Inilah hakikat hati yang selamat yang menjamin keselamatan dan kebahagiaan.


🛑 HATI YANG MATI


Hati yang mati, hati yang kosong dari kehidupan. Ia tidak mengetahui Rabbnya, apalagi beribadah kepada-Nya. Ia selalu menuruti keinginan nafsu dan kesenangan dirinya, meskipun akibatnya ia akan dimurkai dan dibenci Allâh Azza wa Jalla . Ia tidak peduli dengan apapun, yang penting bagi dia adalah keinginan dan syahwatnya terpenuhi. Ia menghambakan diri kepada selain Allâh, dalam cinta, takut, berharap, ridha dan benci, pengagungan dan kehinaan. Jika ia mencintai, ia mencintai karena hawa nafsunya. Jika ia membenci, ia membenci karena nafsu. Jika ia memberi, ia memberi karena nafsu. Ia lebih mencintai dan mengutamakan hawa nafsunya daripada keridhaan Rabbnya. Hawa nafsu menjadi pemimpinnya, syahwat komandannya, kebodohan adalah sopirnya, kelalaian adalah kendaraannya. Ia terbuai dengan pikiran untuk mendapatkan tujuan-tujuan duniawi, mabuk oleh hawa nafsu dan kesenangan semu.


Ia tidak mempedulikan orang yang memberi nasihat, ia terus mengikuti setiap langkah dan keinginan setan. Dunia terkadang membuatnya benci dan terkadang membuatnya senang. Hawa nafsu membuatnya tuli dan buta.

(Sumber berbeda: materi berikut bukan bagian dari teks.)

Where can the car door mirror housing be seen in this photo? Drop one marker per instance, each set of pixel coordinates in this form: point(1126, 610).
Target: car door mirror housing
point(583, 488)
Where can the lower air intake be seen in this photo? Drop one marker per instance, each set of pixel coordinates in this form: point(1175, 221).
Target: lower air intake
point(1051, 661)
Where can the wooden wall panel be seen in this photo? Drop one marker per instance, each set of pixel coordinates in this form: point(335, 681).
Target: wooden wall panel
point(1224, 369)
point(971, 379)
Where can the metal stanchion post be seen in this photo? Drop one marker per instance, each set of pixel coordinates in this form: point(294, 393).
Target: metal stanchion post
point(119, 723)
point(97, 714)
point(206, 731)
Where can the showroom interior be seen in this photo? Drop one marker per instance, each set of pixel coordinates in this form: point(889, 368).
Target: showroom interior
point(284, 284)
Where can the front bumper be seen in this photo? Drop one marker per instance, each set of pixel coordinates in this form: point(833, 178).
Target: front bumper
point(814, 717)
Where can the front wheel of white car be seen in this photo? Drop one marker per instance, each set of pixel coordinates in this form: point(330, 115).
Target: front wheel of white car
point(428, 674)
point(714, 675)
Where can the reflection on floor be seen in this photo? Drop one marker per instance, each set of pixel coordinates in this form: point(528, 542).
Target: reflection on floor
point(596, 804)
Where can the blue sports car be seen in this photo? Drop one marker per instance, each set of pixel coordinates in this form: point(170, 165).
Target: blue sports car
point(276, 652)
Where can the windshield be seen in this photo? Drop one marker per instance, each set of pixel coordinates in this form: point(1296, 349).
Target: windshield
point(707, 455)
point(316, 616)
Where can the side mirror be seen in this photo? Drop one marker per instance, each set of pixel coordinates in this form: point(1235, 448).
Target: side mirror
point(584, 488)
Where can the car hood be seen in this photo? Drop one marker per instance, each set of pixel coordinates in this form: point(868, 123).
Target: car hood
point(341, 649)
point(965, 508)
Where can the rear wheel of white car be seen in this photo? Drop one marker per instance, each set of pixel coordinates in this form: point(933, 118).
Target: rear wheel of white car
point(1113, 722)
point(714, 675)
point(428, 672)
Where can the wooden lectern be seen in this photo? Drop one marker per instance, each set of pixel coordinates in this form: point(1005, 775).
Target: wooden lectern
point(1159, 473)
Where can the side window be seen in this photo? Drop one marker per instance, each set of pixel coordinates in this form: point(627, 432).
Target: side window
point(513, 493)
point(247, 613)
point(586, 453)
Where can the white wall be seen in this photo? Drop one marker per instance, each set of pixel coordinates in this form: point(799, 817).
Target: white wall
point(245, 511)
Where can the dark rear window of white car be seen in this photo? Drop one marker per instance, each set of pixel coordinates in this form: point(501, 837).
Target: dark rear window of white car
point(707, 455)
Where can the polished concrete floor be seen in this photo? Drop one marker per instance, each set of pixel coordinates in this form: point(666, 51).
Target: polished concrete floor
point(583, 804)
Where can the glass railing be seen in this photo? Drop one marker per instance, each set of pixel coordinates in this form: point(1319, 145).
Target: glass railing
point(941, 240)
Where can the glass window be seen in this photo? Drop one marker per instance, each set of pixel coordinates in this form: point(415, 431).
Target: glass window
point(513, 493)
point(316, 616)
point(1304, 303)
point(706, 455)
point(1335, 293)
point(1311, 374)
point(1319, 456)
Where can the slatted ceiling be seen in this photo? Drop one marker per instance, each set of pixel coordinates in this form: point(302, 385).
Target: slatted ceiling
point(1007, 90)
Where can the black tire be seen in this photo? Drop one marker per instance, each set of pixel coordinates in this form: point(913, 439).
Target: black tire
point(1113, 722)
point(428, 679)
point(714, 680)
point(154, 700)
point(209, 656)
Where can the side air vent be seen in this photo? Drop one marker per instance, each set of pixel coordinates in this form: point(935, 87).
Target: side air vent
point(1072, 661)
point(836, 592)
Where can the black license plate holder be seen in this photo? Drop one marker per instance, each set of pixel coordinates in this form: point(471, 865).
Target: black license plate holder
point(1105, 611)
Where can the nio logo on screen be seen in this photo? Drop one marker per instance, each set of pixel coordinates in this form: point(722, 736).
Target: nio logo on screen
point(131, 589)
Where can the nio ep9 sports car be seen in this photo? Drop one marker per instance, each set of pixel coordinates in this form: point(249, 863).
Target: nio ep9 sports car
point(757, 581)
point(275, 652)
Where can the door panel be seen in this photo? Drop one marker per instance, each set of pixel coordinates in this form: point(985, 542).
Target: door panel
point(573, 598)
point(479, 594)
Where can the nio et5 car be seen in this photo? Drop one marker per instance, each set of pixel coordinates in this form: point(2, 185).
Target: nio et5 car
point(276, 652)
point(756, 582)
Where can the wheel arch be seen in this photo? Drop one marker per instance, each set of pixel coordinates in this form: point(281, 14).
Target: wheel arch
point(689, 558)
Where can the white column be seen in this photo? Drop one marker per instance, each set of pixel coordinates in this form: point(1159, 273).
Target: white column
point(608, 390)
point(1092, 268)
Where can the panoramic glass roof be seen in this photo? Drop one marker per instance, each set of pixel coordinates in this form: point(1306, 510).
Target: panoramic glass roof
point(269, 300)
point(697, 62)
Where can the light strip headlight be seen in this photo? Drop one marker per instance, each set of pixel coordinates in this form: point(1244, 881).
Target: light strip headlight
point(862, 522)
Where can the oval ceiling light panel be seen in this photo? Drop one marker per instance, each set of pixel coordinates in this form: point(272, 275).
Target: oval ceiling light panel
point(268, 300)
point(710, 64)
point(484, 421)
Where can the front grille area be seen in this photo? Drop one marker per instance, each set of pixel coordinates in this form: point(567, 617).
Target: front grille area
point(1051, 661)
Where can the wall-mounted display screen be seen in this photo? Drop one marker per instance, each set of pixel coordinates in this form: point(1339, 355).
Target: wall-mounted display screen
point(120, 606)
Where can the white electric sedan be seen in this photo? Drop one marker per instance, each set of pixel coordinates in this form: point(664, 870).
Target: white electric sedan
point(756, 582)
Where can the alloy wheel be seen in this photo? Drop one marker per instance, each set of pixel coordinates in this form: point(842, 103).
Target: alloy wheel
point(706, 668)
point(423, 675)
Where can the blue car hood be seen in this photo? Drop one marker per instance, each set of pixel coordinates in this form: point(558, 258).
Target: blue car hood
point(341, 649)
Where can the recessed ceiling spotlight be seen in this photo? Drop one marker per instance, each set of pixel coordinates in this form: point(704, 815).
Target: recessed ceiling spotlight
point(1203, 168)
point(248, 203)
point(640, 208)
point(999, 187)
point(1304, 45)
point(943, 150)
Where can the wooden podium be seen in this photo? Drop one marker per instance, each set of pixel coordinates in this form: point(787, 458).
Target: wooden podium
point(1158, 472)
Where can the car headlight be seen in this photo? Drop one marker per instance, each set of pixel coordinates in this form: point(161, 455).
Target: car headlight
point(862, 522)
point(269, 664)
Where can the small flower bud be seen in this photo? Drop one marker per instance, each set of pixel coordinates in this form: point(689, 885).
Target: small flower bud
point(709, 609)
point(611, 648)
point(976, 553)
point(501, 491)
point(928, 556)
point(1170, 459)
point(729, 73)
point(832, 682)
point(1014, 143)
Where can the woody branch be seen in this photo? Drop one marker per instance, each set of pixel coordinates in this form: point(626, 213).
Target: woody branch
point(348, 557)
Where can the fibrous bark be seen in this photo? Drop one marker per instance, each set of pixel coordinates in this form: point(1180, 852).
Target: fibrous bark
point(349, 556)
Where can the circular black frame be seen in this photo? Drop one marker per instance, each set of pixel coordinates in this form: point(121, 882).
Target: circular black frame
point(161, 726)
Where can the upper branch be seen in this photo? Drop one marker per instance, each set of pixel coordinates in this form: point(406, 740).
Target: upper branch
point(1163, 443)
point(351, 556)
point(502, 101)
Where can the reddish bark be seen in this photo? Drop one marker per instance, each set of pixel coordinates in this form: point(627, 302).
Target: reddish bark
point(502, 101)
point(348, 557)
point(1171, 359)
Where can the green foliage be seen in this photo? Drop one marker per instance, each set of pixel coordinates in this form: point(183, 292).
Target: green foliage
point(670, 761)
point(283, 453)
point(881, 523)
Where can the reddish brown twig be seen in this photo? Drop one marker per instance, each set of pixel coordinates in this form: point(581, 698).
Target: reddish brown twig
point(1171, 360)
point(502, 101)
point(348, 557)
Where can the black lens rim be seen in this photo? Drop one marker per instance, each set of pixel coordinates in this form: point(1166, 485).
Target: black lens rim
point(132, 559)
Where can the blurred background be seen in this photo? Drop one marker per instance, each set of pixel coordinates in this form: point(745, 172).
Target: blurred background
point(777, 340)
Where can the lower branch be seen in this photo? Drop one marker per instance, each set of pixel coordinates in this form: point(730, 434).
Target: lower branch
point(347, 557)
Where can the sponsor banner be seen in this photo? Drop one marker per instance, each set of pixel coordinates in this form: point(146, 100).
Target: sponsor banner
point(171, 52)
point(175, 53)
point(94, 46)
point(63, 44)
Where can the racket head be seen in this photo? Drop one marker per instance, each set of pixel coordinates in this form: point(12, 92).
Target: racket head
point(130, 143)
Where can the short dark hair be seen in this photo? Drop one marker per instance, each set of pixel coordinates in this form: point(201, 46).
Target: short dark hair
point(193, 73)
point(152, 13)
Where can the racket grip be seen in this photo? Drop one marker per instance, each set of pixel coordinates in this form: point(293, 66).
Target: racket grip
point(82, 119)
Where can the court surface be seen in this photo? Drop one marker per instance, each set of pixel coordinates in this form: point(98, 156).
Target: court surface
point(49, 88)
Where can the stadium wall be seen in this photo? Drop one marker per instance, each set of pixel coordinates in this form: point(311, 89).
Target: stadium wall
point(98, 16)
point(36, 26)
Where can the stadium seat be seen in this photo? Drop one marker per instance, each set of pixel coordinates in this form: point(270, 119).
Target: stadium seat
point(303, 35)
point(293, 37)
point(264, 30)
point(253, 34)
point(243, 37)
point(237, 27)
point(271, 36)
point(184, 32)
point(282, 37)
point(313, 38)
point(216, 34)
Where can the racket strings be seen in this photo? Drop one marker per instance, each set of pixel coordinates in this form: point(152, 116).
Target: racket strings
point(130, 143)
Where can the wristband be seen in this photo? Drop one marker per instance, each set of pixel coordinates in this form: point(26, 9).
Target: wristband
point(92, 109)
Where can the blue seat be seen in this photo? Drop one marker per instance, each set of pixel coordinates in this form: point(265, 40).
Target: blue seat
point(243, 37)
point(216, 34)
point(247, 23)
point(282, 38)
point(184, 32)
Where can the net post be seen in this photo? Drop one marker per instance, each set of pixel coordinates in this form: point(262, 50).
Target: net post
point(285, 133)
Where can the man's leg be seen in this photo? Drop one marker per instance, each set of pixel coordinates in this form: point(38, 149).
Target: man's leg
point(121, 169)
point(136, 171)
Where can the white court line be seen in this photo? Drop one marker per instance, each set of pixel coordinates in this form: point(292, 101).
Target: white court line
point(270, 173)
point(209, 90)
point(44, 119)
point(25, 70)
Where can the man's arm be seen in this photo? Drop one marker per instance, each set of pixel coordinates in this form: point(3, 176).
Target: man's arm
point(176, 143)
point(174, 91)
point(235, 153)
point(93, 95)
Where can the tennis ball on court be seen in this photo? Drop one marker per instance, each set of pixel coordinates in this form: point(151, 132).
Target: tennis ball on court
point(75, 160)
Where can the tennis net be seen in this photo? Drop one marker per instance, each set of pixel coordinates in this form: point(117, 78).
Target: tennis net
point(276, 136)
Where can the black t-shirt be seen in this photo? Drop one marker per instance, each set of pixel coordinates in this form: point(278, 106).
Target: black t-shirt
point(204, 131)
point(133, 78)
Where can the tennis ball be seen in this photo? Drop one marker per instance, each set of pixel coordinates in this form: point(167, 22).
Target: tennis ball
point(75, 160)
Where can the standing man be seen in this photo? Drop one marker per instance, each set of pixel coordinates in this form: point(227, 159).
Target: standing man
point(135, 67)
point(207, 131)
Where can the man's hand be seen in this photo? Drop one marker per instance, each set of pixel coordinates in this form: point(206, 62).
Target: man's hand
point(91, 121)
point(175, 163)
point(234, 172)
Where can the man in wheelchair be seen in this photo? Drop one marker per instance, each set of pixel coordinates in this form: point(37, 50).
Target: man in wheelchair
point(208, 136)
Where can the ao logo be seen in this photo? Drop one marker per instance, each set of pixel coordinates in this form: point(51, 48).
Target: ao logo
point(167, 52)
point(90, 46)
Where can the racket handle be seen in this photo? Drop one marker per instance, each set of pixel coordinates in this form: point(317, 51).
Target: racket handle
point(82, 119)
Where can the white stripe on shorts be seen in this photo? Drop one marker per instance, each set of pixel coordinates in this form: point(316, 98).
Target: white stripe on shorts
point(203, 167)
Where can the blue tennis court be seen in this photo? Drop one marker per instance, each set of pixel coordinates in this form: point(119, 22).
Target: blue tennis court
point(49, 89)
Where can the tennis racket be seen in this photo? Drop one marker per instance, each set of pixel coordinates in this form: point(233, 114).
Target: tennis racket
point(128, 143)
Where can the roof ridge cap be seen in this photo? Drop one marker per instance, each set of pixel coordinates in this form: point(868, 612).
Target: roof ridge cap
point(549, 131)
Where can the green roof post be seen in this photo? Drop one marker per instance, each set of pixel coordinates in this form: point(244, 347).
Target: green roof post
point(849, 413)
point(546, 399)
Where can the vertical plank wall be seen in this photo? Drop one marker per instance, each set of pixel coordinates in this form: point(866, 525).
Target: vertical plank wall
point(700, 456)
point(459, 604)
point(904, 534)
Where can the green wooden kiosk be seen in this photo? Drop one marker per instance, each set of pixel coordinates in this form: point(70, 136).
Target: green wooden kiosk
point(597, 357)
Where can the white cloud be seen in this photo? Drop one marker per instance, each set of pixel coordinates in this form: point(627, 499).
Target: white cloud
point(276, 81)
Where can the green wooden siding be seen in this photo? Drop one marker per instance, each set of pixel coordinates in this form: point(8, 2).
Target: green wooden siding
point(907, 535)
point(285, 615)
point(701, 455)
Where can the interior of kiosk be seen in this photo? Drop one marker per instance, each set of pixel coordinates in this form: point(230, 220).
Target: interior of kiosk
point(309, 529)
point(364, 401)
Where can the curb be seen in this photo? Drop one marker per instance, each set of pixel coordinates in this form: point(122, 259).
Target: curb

Maka membaur dengan orang yang memiliki hati semacam ini. Bergaul dengannya adalah racun dan menemaninya adalah kehancuran.


🛑 HATI YANG SAKIT


Yang ketiga adalah hati yang hidup tetapi sakit. Ia memiliki dua unsur yang saling tarik-menarik. Ketika ia berhasil memenangkan pertarungan itu, berarti di dalam hatinya sedang ada rasa cinta kepada Allâh, keimanan, keikhlasan dan tawakal kepada-Nya. Itulah nutrisi kehidupan hati. Di dalam hati yang sakit juga ada kecintaan kepada nafsu, keinginan dan usaha keras untuk mendapatkannya, dengki, takabbur, bangga diri, cinta jabatan dan membuat kerusakan di bumi. Inilah unsur yang menghancurkan dan membinasakan hati. Ia diuji oleh dua penyeru, yang satu menyeru kepada Allâh Azza wa Jalla dan Rasul-Nya serta hari akhirat, sedang yang lain menyeru kepada kenikmatan sesaat. Dan ia akan memenuhi salah satu di antara yang paling dekat dari dirinya.


🛑 KEADAAN TIGA HATI


Hati yang pertama selalu tawadhu’, lemah lembut dan sadar. Hati yang kedua adalah kering dan mati. Hati yang ketiga hati yang sakit; ia bisa lebih dekat kepada keselamatan atau kepada kehancuran. Allâh Azza wa Jalla menjelaskan ketiga jenis hati itu dalam firman-Nya:


وَمَا أَرْسَلْنَا مِنْ قَبْلِكَ مِنْ رَسُولٍ وَلَا نَبِيٍّ إِلَّا إِذَا تَمَنَّىٰ أَلْقَى الشَّيْطَانُ فِي أُمْنِيَّتِهِ فَيَنْسَخُ اللَّهُ مَا يُلْقِي الشَّيْطَانُ ثُمَّ يُحْكِمُ اللَّهُ آيَاتِهِ ۗ وَاللَّهُ عَلِيمٌ حَكِيمٌ ﴿٥٢﴾ لِيَجْعَلَ مَا يُلْقِي الشَّيْطَانُ فِتْنَةً لِلَّذِينَ فِي قُلُوبِهِمْ مَرَضٌ وَالْقَاسِيَةِ قُلُوبُهُمْ ۗ وَإِنَّ الظَّالِمِينَ لَفِي شِقَاقٍ بَعِيدٍ ﴿٥٣﴾ وَلِيَعْلَمَ الَّذِينَ أُوتُوا الْعِلْمَ أَنَّهُ الْحَقُّ مِنْ رَبِّكَ فَيُؤْمِنُوا بِهِ فَتُخْبِتَ لَهُ قُلُوبُهُمْ ۗ وَإِنَّ اللَّهَ لَهَادِ الَّذِينَ آمَنُوا إِلَىٰ صِرَاطٍ مُسْتَقِيمٍ


Dan Kami tidak mengutus sebelum kamu seorang rasul pun dan tidak (pula) seorang nabi, melainkan apabila dia mempunyai sesuatu ke­inginan, syetan pun memasukkan godaan-godaan terhadap keingin­an itu, Allâh menghilangkan apa yang dimasukkan oleh syetan itu dan Allâh menguatkan ayat-ayat-Nya. Dan Allâh Maha Mengetahui lagi Mahabijaksana, agar Dia menjadikan apa yang dimasukkan oleh syetan itu, sebagai cobaan bagi orang-orang yang di dalam hatinya ada penyakit dan yang keras hatinya. Dan sesungguhnya orang-orang yang zhalim itu, benar-benar dalam permusuhan yang sangat, dan agar orang-orang yang telah diberi ilmu meyakini bahwa al-Qur’an itulah yang haq dari Rabbmu lalu mereka beriman dan tunduk hati mereka kepadanya, dan sesungguhnya Allâh adalah Pemberi Petunjuk bagi orang-orang yang beriman kepada jalan yang lurus.” [Al-Hajj/22: 52-54].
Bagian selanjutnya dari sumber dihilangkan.